On Wall Street, a preference for Microsoft over Apple is palpable. Microsoft maintains a robust recommendation consensus, with nearly 90% of analysts advocating for the purchase of its stock, in contrast to fewer than two-thirds for Apple.
Despite neither stock being perceived as particularly inexpensive, Microsoft’s growth outlook bolsters its valuation, which stands at 29 times estimated earnings. Projections indicate double-digit growth in revenue and net earnings per share for fiscal 2024 and the subsequent three years, underlining the strength of the company’s cloud-computing division. Investors are also enthusiastic about Microsoft’s support for OpenAI, the rapidly growing startup behind ChatGPT.

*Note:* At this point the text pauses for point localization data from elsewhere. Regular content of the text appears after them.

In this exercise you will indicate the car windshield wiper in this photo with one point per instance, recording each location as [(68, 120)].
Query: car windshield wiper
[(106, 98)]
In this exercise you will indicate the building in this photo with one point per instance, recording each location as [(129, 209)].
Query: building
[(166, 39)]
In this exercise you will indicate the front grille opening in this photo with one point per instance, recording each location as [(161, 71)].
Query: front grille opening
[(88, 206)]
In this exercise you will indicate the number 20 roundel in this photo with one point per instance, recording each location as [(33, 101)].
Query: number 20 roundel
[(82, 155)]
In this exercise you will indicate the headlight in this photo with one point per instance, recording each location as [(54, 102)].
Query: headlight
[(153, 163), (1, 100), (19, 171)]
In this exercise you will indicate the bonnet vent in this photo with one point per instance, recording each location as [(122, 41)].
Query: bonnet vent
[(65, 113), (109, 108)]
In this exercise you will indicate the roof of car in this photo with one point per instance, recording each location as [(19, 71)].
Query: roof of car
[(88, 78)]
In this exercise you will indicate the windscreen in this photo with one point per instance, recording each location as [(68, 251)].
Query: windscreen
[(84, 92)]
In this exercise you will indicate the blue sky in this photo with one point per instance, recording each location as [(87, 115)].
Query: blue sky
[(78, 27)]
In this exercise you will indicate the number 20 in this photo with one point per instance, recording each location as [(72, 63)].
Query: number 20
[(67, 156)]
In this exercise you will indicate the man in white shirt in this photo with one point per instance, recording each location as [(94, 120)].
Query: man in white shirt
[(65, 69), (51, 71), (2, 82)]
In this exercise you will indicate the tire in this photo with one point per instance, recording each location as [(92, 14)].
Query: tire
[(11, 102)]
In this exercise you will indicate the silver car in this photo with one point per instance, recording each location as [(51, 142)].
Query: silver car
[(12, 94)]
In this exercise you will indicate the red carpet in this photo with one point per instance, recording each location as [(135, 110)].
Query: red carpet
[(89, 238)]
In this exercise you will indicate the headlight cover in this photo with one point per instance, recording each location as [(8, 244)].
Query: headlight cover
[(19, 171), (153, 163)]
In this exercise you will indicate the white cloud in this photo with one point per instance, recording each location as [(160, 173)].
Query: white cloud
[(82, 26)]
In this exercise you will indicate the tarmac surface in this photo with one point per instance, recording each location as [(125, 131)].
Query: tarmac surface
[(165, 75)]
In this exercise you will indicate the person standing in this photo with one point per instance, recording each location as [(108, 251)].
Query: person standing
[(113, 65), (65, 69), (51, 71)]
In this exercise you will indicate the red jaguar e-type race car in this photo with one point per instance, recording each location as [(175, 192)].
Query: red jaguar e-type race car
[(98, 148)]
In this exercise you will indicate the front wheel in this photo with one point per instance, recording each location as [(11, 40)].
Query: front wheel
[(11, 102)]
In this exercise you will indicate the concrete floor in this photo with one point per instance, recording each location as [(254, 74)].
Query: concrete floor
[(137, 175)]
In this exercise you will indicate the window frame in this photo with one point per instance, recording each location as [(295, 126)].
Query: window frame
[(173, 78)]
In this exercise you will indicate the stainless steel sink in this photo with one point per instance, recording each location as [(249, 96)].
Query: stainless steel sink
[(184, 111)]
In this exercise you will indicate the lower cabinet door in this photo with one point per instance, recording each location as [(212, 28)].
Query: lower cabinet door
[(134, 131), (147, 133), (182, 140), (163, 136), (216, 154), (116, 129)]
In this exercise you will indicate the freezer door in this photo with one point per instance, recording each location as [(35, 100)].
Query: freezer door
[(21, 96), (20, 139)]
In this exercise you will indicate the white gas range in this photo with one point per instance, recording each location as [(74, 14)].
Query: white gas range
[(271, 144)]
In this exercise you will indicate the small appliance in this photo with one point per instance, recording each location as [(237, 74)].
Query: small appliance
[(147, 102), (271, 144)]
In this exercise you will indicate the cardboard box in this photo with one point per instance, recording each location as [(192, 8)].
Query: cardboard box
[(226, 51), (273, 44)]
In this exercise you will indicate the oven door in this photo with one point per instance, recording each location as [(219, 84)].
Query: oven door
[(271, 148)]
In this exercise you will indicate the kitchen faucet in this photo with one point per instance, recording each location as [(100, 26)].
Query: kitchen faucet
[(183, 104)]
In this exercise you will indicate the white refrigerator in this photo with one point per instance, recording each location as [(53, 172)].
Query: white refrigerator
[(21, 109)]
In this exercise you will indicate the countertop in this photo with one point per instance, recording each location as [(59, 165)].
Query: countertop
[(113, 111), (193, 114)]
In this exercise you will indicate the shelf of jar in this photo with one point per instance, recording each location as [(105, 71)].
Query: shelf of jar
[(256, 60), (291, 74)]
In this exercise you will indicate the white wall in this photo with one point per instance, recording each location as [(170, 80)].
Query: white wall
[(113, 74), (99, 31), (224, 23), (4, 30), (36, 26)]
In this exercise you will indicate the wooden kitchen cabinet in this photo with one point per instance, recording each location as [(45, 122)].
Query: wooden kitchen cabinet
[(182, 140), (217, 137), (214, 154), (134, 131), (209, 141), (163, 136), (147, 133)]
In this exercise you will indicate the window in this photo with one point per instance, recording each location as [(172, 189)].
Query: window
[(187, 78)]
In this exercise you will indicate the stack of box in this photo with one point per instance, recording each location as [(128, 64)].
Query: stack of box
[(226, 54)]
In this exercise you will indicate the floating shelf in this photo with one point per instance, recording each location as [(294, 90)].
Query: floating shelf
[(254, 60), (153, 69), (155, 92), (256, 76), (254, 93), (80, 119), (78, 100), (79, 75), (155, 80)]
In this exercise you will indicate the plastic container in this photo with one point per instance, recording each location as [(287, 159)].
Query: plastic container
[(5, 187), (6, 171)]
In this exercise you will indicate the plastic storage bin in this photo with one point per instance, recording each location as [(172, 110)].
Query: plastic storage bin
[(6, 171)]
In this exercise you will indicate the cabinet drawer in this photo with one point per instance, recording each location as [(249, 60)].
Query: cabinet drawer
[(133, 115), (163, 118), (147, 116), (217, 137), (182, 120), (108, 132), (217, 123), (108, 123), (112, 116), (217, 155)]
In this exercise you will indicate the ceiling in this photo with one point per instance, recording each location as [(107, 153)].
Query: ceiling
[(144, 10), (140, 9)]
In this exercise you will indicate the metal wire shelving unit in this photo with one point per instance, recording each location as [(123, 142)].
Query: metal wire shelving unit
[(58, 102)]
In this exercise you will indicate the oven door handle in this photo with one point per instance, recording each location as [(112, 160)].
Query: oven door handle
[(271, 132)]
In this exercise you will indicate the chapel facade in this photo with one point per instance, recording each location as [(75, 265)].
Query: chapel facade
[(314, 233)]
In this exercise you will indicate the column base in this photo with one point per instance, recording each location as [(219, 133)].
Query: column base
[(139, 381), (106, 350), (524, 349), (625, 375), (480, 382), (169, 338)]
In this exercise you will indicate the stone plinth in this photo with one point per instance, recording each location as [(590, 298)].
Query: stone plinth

On the flip side, Apple is emerging from its lengthiest downturn in two decades, experiencing three consecutive quarters of negative revenue growth. While a rebound is anticipated in Apple’s fiscal year 2024, and subsequent growth is projected, it is not expected to rival the robust trajectory predicted for Microsoft, as indicated by Bloomberg’s compiled data.
Analyst Toni Sacconaghi drew parallels between Apple and the former IBM, pointing out potential vulnerabilities in the face of advancing technology trends. The ascent of generative AI, this year’s paramount investment theme, may potentially position Apple in fourth place among US stocks, trailing behind Microsoft, Alphabet Inc., and Amazon.com Inc., according to insights from Needham.
Apple’s recent product debuts brought limited surprises, yet early indicators of strong demand are apparent. However, internal chip development at Apple may face delays, and a new release from Huawei Technologies Co. poses a competitive challenge. Moreover, apprehensions about government-imposed limitations on iPhones in China, which account for nearly one-fifth of Apple’s revenue, add to the uncertainties.
In stark contrast, Microsoft’s revenue from China constitutes less than 2%, a point emphasized by President Brad Smith during his recent Senate testimony.
Tim Ghriskey, Senior Portfolio Strategist at Ingalls & Snyder, commented, “Consistency holds significant value when assessing a company’s valuation, and at present, Microsoft enjoys an advantage over Apple due to its consistency and projected growth rate. While I hold both companies in high regard, the risk is higher with Apple.”
In 2023, Wall Street’s leading players have seen exceptional performance, leading to a notable disparity in returns among differently sized tech stocks. The S&P 500 tech sector index surged by 38%, eclipsing the 16% gain in its mid-cap counterpart, while small-cap tech stocks saw a more modest uptick of under 11% this year.
As the stock market landscape undergoes a transformative shift, the impressive strides of Microsoft towards Apple signify a potential turning point in their long-standing rivalry. With superior growth prospects and a diminished exposure to China-related risks, Microsoft’s ascent highlights a changing preference among investors in the dynamic competition between these tech giants in the stock market.